Astronomers, observing protoplanet disk around very young protostar, detected presence of complex organic molecules. The groundbreaking discovery suggests that the building blocks of life are produced at the very first stages of star formation and may be incorporared into planets that form in the disk subsequently, creating primordial soup - term, introduced first by biologists Alexander Oparin and John Haldane. According to their theory, life on Eath originated through the transformation, during the gradual chemical evolution of particles that contain carbon in the primordial soup.

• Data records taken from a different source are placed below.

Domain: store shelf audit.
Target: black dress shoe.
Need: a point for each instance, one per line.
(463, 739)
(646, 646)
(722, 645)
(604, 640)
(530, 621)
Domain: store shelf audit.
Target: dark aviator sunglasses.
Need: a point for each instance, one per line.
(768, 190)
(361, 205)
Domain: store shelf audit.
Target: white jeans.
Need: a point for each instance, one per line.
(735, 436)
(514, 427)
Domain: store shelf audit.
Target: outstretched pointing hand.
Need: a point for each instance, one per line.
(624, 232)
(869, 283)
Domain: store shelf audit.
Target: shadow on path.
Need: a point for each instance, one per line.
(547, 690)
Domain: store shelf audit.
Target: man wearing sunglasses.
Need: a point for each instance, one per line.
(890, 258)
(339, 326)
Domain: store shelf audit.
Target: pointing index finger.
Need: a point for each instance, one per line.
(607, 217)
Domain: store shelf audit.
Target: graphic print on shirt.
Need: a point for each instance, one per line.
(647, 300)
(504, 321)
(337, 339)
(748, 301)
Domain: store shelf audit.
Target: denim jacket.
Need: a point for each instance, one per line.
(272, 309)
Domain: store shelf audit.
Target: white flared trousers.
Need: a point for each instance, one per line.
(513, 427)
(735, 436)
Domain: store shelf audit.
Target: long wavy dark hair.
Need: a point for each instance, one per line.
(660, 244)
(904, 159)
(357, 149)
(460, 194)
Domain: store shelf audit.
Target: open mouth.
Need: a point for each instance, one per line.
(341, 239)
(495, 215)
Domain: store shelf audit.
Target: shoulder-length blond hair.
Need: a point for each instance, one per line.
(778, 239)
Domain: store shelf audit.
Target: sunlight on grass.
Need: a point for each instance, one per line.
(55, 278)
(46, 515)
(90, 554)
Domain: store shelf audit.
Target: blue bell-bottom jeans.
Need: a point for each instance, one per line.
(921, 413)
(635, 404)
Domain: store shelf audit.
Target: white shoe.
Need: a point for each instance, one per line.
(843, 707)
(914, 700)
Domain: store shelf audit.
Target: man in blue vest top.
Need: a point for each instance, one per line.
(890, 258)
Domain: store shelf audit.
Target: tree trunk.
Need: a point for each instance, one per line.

Herbig-Haro (HH)212 is a very young star in the constellation of Orion. "Very young" means that its estimated age is no more than 40 000 years - younger than our Homo Sapiens species. Located 1300 light years away, its central protostar has mass of only 0.2 of our Sun. It drives a powerful bipolar jet and thus must accrete material efficiently. Indeed, an accretion disk is seen feeding the protostar.
Image: ALMA (ESO/NAOJ/NRAO)/Lee et al. Solar system pictured in upper right corner for comparison. Jet, disk, and disk atmosphere in the HH 212 protostellar system.
The disk is nearly edge-on and has a radius of about 60 astronomical units (a. u.) For comparison, Pluto - Sun distance is 49 a.u. It has a prominent dark lane between two brighter features, looking like a space hamburger.
The organic compounds detected represent all ingredients of the primordial soup: methanol (CH3OH), deuterated methanol (CH2DOH), methanethiol (CH3SH) and formamide (NH2CHO) - critical components for biomolecules such as aminoacids and sugars. Almost all organics is located in the "bread" parts of the space hamburger.
Image: ASIAA/ Jung-Shan Chang
Co-author of the disovery Zhi-Yun Li of the University of Virginia, said:
They are likely formed on icy grains in the disk and then released into the gas phase because of heating from stellar radiation or some other means, such as shocks
The discovery was made with the help of the Atacama Large Millimeter/submillimeter Array (ALMA). The team plans to continue observations, and take a look at disks around other baby stars with ALMA imaging system. They hope to find more complex organic molecules and biomolecules that could shed light on the origin of life.